The ESCI M4A3 is closer to 1:76 scale than the 1:72 scale advertised on the box.
The M4A3 chassis went together nicely. The author received a package with one-piece rubber tracks in addition to multi-piece plastic tracks, although the instructions only indicated the plastic tracks. The plastic tracks were used, because they age better, even if they require more assembly work. Some rubber tracks deteriorate over time, although this does not seem to have been a problem with ESCI tracks in the past.
The old Nitto kit (now manufactured by Fujimi) is not as good as the ESCI chassis. There are some problems with historic accuracy. The model has a bow MG on the front hull which the M36 never had. The mounting bolts on the hull are not molded very sharply. In order to use the hull for a British Achilles (M10 with 17-pdr gun) conversion, the bolts and the MG should be removed. Some Achilles tank destroyers did not have the bolts, and it is more convincing to take them off.
The M36 gun leaves to be desired. The kit is designed to have a moveable gun, but the fit is too tight to allow any movement. In addition, the muzzle brake seems to have the wrong shape, some trimming is required.

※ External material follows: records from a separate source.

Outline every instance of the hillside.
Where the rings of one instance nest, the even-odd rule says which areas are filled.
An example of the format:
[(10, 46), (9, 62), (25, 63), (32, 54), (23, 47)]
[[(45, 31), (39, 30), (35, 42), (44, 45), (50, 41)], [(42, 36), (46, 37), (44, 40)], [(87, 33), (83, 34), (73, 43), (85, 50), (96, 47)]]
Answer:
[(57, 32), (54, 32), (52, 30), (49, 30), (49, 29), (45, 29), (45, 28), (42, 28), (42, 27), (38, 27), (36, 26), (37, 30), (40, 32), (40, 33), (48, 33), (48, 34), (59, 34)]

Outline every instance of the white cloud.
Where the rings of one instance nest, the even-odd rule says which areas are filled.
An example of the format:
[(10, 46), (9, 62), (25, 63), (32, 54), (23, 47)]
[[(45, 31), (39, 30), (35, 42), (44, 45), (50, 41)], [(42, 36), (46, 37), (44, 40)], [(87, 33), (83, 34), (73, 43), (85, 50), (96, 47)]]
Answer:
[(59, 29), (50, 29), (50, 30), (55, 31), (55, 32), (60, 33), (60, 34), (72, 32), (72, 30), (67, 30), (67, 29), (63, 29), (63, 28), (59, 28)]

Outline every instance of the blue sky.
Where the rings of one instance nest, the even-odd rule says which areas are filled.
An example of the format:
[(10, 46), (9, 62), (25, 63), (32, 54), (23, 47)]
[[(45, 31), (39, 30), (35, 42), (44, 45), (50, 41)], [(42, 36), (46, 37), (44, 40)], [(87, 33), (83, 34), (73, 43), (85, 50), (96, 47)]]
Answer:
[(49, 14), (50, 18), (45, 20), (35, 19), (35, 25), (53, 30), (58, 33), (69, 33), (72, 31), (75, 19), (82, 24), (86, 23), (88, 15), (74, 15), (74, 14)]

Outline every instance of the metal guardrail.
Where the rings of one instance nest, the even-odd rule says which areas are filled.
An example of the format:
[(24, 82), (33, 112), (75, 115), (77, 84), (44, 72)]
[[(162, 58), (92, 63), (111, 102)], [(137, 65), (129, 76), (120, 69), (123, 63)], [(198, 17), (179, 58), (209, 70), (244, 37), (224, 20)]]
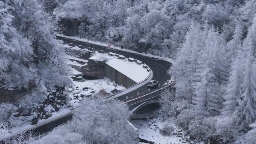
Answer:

Unfortunately, without its turret, the M36B2 hull cannot be used for another kit-bash. One way around this dilemma is not to swap turrets permanently, but to keep them separate, and rotate the vehicles on display. Of course, if a separate turret for the British Achilles tank destroyer were available as a resin part, the kit-bashing cycle could be completed: The M4A3 would receive the M36 turret, and the M36 could be converted to an Achilles with the British 17 pdr gun and turret.
ESCI’s M4A3 may be hard to find. The vehicle is no longer available as a separate kit, only as a boxed set with US Paratroopers. This is very unfortunate, because the M4A3 hull is needed for the M4A3E2 Jumbo Assault Sherman conversion.
- NW Europe, 1944–45
- M4A3 with T23 turret and 76 mm gun (available from Vac-U-Cast).
- British Achilles IIC Tank Destroyer (M10 with British 17-pdr gun)
Kit-bashing requires a little detective work, figuring out which components from two or more existing vehicle kits can be used to create a rare hybrid. This modelling technique closely emulates history. Many famous vehicles were hybrid designs, sporting new turrets and superstructures on proven, readily available, or obsolete chassis. Kit-bashing is much easier than building a vehicle from scratch, often a simple turret swap can do the job.